There is no denying I am heaven with the weather. Give me all the humidity and 95 degree weather everyday. I’ve never felt so free being tan with my frizzy hair, while wearing minimal simple clothing. It’s amazing being able to dress myself in seven dollar crop tops everyday.
But, what if I told you my short shorts and crop tops gave me another sense of being? Even in the summer, I have always kept a sense of dignity with my clothing. I haven’t had the all good experiences during the last few months.
As said before, betrayal and disappointment has been part of this, still amazing, time. I say still, because so much more was figured out. I’M STILL FUCKING ALIVE! I may not have the “ideal” life for a 26 year old woman, but I can say have my own life as a 26 year old healthy living, yoga loving, swearing woman. Have I changed? Yes and no.

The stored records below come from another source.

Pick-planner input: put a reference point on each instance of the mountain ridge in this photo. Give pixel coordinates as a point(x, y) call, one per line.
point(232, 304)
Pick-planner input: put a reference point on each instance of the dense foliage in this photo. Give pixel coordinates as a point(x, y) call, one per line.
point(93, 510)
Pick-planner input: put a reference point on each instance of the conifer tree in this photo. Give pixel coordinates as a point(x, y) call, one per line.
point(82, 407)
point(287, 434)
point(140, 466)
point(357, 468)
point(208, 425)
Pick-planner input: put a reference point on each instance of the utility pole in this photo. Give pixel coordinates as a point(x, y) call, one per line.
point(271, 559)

I’m still on this blog I started almost three years ago. I’m still working, now full-time, at the same job I started almost 5 years ago. I love my lemon with water and gargle my mouth with coconut oil every morning. Yet, I am a totally different person at the same time. I did not have one vegetable today. My snack consisted of cheese and coffee. I give more attitude and back talk, then most people would appreciate. I have my breasts free and more skin showing than I ever had since I was a newborn probably. I embrace it. I love it.

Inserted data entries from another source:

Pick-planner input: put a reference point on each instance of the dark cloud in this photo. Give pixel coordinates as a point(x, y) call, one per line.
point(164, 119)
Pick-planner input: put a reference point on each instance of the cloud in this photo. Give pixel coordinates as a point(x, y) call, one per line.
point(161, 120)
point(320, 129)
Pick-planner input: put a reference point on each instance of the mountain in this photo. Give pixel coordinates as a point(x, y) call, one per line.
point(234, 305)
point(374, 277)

Out of everything, I would change a few things.
I want to miss a day of lemon water because I had to sleep out in a different surrounding. Maybe all the attitude isn’t necessary, no matter what fight I’m fighting, or what point I’m trying to make. Although, I will say it is therapeutic. Screw it. I went from a good girl who looked for the good in everyone, to some bad “bitch” that didn’t mind any kind of attention. Look at my ass, because it will never be yours. Look at my car, I pay for that. Listen to me speak, because l’m still educated and alive.
More has changed in my life than I thought possible. It maybe what was predicted by the full moon close to new years, and continues to this new moon in my beloved Cancer. Emotioal, sensitive, loyal, and as fierce as the water that flows through us.
I am still as back and forth as ever before. But, I know few things for sure. Stay cautious. Love truly. Feel everything. Embrace your flaws. Keep the animal within you alive. You still have so much, so share that prosperity. Share your soul. I’ll work on it. Want to join me?